It can be observed from the crystal structures that the porphyrins’ rings all exhibit the typical saddle-shaped conformation. Interestingly, substitution at the para- or meta-position can also induce partial ruffling of the porphyrin core (Table 5). Of all para-functionalized structures, porphyrin 33 bears the most similarity to that of compound 26, with minimal ruffling observed and the overall magnitudes of out-of-plane and in-plane distortions are comparable.
Table 5.
Compound | 26 | 27 | 28 | 29 | 33 | 36 | 37 | Units |
| ||||||||
pyrrole tilt | 28.0 | 28.4 | 31.2 | 32.9 | 29.0 | 29.0 | 31.1 | º |
N–N dist. (adj) |
2.70 | 2.71 | 2.71 | 2.72 | 2.73 | 2.71 | 2.71 | Å |
N–N dist. (opp) |
3.77 | 3.80 | 3.80 | 3.81 | 3.83 | 3.78 | 3.79 | Å |
ΔCmesoa | 0.03 | 0.32 | 0.13 | 0.15 | 0.03 | 0.22 | 0.22 | Å |
ΔCalphab | 0.5 | 0.47 | 0.51 | 0.53 | 0.5 | 0.5 | 0.5 | Å |
ΔCbetac | 1.21 | 1.13 | 1.28 | 1.32 | 1.21 | 1.21 | 1.26 | Å |
Δipd | 1.06 | 1.03 | 1.22 | 1.28 | 1.09 | 1.14 | 1.24 | Å |
B1g | 0.07 | 0.05 | 0.02 | 0.00 | 0.06 | 0.12 | 0.04 | Å |
Eu(x) | 0.08 | 0.00 | 0.07 | 0.00 | 0.05 | 0.00 | 0.05 | Å |
A1g | 1.06 | 0.99 | 1.21 | 1.27 | 1.08 | 1.11 | 1.21 | Å |
A2g | 0.00 | 0.27 | 0.11 | 0.17 | 0.04 | 0.21 | 0.22 | Å |
Δoope | 3.73 | 3.58 | 3.93 | 4.06 | 3.72 | 3.78 | 3.91 | Å |
B2U (sad) | 3.73 | 3.46 | 3.91 | 4.04 | 3.72 | 3.72 | 3.86 | Å |
B1u (ruf) | 0.00 | 0.92 | 0.35 | 0.45 | 0.1 | 0.66 | 0.61 | Å |
A2U (dom) | 0.11 | 0.06 | 0.01 | 0.00 | 0.04 | 0.14 | 0.04 | Å |
aAverage displacement of meso-carbon atoms from the xy plane, (C5, C10, C15, and C20) relative to the 24-atom mean porphyrin plane (mean plane defined as Δz = 0). bAverage displacement of α-carbon atoms from the xy plane (C1, C4, C6, C9, C11, C14, C16, C19) relative to the 24-atom mean porphyrin plane (Δz = 0). cAverage displacement of β-carbon atoms from the xy plane (C2, C3, C7, C8, C12, C13, C17, C18) relative to the mean porphyrin plane (Δz = 0). dAverage deviation of the 24-atom macrocycle (x,y coordinates) from the mean porphyrin plane, based on the least-squares method (mean plane defined as Δx and Δy = 0). eAverage deviation of the 24-atom macrocycle (z coordinates) with respect to the least-squares plane (mean plane defined as Δz = 0) [54].

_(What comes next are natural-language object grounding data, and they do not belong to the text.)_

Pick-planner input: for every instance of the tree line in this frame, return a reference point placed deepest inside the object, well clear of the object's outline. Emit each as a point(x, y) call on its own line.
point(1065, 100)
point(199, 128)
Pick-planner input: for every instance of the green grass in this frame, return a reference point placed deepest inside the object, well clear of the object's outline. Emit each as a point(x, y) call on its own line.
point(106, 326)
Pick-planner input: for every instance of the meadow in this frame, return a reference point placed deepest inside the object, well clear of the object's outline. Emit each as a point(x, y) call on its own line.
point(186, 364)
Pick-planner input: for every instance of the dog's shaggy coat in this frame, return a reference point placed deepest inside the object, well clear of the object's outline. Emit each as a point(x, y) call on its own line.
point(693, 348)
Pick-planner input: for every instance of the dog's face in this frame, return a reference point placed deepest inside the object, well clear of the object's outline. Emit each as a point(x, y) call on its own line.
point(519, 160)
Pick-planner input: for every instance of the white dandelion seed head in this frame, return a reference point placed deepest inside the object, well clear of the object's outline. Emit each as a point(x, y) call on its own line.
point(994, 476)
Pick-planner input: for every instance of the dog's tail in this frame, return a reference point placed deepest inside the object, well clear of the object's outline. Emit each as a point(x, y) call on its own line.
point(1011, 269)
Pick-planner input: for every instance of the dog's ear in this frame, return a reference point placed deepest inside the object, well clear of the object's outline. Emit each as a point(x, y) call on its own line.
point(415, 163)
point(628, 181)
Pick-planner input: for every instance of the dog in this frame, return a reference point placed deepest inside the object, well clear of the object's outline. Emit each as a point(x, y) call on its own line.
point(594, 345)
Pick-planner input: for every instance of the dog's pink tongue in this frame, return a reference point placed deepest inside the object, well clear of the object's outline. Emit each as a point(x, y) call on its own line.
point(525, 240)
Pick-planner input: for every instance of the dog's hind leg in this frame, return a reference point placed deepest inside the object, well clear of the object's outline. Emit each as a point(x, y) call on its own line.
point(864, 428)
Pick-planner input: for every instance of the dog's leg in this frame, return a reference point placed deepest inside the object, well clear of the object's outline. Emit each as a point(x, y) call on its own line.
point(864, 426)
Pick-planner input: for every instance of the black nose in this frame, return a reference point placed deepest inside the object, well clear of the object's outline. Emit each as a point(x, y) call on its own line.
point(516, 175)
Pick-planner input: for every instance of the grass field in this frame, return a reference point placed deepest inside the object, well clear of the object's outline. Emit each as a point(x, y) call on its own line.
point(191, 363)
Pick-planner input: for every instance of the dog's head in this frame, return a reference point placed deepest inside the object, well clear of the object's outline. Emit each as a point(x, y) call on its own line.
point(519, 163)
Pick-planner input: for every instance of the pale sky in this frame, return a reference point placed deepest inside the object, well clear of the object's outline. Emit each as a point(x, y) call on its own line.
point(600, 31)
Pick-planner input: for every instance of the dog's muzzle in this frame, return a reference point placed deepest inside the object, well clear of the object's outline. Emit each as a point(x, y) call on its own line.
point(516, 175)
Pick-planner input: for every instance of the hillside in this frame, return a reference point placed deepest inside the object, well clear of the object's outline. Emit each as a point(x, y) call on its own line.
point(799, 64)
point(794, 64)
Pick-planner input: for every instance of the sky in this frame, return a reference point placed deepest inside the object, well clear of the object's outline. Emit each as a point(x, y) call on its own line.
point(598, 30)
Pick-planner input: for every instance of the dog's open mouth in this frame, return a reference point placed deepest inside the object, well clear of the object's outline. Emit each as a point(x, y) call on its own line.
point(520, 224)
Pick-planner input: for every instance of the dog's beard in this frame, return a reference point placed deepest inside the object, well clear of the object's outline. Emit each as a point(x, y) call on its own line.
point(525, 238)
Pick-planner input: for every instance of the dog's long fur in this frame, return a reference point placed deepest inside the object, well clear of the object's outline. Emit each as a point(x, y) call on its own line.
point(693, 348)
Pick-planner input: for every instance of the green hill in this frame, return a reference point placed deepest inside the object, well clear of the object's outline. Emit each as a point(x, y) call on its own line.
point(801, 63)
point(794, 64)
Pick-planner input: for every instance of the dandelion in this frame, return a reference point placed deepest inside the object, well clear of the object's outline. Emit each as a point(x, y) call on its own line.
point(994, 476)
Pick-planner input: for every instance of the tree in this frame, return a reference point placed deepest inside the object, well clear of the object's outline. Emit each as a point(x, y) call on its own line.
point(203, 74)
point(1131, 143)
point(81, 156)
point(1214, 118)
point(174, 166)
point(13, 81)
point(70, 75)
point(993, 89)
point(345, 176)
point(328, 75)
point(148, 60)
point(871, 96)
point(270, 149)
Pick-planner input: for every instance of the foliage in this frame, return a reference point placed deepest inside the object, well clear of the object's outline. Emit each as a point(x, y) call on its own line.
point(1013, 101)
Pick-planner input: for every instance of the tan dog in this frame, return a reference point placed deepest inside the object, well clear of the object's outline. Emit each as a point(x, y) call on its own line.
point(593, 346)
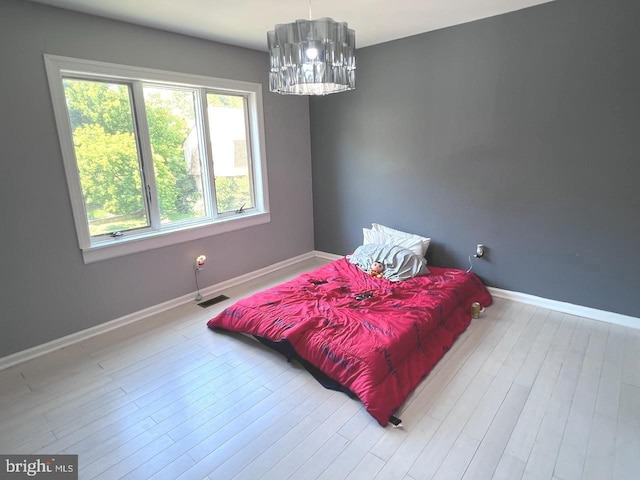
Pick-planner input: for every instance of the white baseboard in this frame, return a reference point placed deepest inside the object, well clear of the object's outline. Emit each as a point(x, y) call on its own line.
point(30, 353)
point(327, 256)
point(570, 308)
point(38, 350)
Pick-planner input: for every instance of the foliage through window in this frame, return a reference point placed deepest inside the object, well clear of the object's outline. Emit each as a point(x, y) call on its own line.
point(149, 152)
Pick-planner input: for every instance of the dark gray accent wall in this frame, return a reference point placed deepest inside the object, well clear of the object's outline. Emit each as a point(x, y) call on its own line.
point(46, 290)
point(520, 131)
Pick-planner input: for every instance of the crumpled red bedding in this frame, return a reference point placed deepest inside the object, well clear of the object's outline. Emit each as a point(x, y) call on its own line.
point(377, 338)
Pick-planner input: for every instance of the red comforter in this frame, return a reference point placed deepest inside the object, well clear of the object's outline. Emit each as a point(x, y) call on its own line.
point(377, 338)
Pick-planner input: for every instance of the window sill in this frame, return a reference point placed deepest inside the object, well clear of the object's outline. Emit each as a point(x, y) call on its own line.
point(138, 243)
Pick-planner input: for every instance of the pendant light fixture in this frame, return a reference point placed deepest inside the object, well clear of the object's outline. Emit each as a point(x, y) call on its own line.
point(312, 57)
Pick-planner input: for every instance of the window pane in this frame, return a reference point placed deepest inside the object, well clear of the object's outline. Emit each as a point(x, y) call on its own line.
point(106, 151)
point(231, 162)
point(175, 142)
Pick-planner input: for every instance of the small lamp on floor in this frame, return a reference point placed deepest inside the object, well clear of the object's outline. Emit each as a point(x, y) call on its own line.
point(199, 265)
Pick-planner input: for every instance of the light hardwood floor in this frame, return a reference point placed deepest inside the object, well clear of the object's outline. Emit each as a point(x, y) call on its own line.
point(524, 393)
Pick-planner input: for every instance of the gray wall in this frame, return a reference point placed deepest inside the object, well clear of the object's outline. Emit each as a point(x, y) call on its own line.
point(46, 290)
point(521, 132)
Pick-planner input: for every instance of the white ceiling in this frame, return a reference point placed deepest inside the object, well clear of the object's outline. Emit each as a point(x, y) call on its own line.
point(246, 22)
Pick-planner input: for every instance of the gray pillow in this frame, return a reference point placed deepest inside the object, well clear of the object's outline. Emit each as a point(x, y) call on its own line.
point(399, 263)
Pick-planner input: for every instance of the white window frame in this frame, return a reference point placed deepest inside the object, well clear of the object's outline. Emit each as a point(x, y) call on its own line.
point(94, 250)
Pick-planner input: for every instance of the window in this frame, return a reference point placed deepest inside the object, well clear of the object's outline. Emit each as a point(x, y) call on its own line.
point(154, 158)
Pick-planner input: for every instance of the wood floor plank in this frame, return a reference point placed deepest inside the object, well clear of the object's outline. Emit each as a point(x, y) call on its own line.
point(493, 444)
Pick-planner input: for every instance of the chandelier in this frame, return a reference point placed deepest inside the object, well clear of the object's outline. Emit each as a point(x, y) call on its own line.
point(312, 57)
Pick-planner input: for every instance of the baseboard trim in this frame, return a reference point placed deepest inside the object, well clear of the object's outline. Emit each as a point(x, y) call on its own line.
point(569, 308)
point(68, 340)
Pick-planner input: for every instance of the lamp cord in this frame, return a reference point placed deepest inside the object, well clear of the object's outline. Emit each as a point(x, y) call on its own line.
point(470, 264)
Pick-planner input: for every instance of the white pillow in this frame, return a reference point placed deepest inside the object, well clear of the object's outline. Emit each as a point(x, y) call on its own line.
point(381, 228)
point(382, 238)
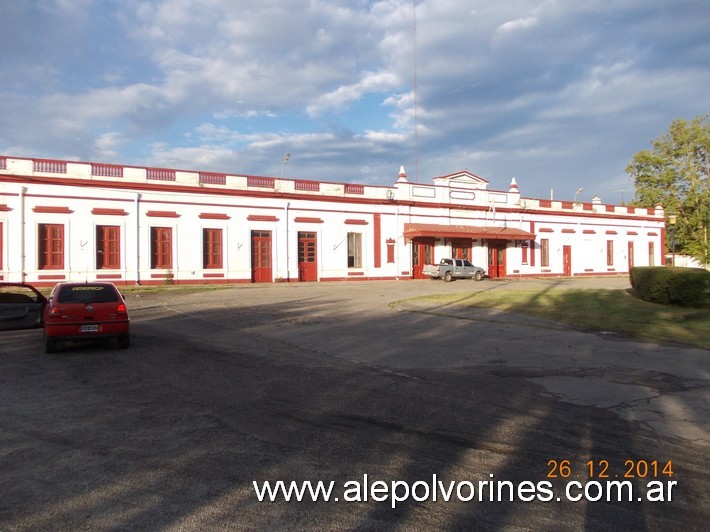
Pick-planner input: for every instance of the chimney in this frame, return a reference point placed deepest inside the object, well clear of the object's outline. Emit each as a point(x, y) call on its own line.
point(402, 177)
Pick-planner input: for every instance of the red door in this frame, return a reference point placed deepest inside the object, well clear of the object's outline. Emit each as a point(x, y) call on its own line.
point(496, 258)
point(307, 257)
point(461, 249)
point(261, 257)
point(422, 253)
point(567, 260)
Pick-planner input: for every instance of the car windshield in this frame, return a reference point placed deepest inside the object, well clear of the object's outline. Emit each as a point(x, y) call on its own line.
point(87, 294)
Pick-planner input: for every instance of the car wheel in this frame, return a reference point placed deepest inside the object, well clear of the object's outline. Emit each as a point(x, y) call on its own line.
point(124, 342)
point(50, 344)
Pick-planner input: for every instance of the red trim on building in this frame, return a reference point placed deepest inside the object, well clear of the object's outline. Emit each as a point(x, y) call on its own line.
point(108, 212)
point(213, 216)
point(464, 231)
point(162, 214)
point(211, 178)
point(307, 220)
point(106, 170)
point(302, 184)
point(160, 174)
point(260, 181)
point(377, 239)
point(53, 210)
point(352, 188)
point(50, 166)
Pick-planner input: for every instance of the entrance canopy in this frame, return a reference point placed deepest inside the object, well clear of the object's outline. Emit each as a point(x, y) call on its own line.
point(465, 231)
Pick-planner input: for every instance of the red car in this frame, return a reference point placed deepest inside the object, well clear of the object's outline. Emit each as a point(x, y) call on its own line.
point(81, 311)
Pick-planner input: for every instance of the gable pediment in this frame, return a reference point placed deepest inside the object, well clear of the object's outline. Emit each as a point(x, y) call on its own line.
point(463, 179)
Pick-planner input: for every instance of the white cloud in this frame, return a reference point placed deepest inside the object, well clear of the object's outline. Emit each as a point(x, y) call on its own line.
point(532, 87)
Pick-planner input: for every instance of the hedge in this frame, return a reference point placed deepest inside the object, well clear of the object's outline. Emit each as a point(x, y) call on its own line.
point(688, 287)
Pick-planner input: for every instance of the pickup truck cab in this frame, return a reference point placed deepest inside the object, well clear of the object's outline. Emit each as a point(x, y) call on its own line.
point(450, 269)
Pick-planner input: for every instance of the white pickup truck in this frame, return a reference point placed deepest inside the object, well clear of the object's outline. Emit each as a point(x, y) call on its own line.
point(450, 269)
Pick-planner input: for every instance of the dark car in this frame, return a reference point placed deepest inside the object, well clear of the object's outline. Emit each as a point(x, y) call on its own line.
point(85, 311)
point(21, 306)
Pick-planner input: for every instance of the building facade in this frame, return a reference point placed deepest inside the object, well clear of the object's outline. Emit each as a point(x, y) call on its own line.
point(64, 220)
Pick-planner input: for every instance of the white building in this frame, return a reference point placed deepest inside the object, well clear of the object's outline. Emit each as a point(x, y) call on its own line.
point(63, 220)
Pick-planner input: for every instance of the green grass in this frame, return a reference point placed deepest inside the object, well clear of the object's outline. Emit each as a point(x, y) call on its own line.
point(604, 310)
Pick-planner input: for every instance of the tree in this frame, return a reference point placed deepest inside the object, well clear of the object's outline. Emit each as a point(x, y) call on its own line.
point(676, 174)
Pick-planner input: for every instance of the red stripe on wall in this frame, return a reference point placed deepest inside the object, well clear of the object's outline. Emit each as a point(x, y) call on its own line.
point(162, 214)
point(377, 220)
point(108, 212)
point(55, 210)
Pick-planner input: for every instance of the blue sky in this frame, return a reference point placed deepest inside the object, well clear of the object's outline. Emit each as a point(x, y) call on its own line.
point(558, 94)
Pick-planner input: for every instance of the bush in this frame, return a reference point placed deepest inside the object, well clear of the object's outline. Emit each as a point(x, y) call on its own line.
point(688, 287)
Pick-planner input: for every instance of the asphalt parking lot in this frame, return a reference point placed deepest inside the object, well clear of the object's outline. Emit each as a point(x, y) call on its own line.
point(331, 382)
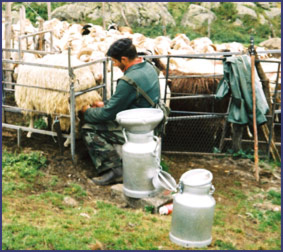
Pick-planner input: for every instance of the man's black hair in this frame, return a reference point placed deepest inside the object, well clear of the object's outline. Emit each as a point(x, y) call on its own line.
point(122, 47)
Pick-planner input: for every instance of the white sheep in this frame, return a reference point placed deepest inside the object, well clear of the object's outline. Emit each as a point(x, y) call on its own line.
point(54, 102)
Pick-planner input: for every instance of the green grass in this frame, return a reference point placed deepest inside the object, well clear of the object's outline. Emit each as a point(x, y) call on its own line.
point(38, 219)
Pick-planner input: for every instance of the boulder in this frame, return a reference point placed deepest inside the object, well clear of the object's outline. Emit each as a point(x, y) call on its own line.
point(264, 5)
point(273, 12)
point(244, 10)
point(196, 16)
point(210, 5)
point(141, 13)
point(272, 44)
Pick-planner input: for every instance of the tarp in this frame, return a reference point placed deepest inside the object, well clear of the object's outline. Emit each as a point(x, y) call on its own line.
point(237, 78)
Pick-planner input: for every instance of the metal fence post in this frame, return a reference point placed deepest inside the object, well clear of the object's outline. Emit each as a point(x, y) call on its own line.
point(72, 106)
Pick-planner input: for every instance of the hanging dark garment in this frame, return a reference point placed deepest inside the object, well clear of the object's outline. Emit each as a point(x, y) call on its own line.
point(237, 77)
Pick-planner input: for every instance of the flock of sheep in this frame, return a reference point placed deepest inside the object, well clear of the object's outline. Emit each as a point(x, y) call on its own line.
point(90, 43)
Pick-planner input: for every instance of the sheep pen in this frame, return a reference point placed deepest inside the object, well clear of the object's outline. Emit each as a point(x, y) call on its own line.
point(47, 90)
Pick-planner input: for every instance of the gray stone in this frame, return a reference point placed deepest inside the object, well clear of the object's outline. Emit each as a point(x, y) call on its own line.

With compound 26, no ruffling of the porphyrin ring is observed; however, with anthracene residues (27) a ruffling distortion of almost 1 Å is observed. This is not obvious at first, but differences in molecular symmetry [55] can be easily visualized using the neoplastic NSD plot [10] shown in Figure 3. Furthermore, the mean pyrrole ring tilt increases by 3–5° in the case of compounds 28 and 29 compared to that of compound 26. Saddle-shape distortion is reduced compared to that of biphenyl 26; this may be due to the proximity of the anthracene moiety to the β-ethyl positions, with C23–C14B within 3.63 Å and their respective hydrogen atoms 1.97 Å away from each other. However, this does not account for the increased ruffling observed in porphyrins 28 and 29, with similar distances to the β-ethyl groups as in porphyrin 26, and despite this there is almost 0.5 Å magnitude of ruffle distortion. This may also be due to crystal packing effects or the Ni(II) metal center [56–57], as well as the crystallization solvent [43]. It is not possible to ascertain whether steric effects of the β-ethyl and the anthracenyl carbons are causing the ruffling observed, and a full statistical model of a large library of dodecasubstituted porphyrins is needed to understand these observed effects.
When comparing meta-substituted porphyrins 36 and 37, ruffle distortion of the porphyrin ring is also observed. Interestingly in the case of the meta-anthracenyl derivative, the para-anthracenylporphyrin 27 experiences a magnitude of ≈0.3 Å less ruffling when compared to that of the meta-substituted porphyrin 37. In terms of meta-phenyl-substituted porphyrin 36 a contribution of ruffling is observed, but no ruffling is observed in the planar analogue.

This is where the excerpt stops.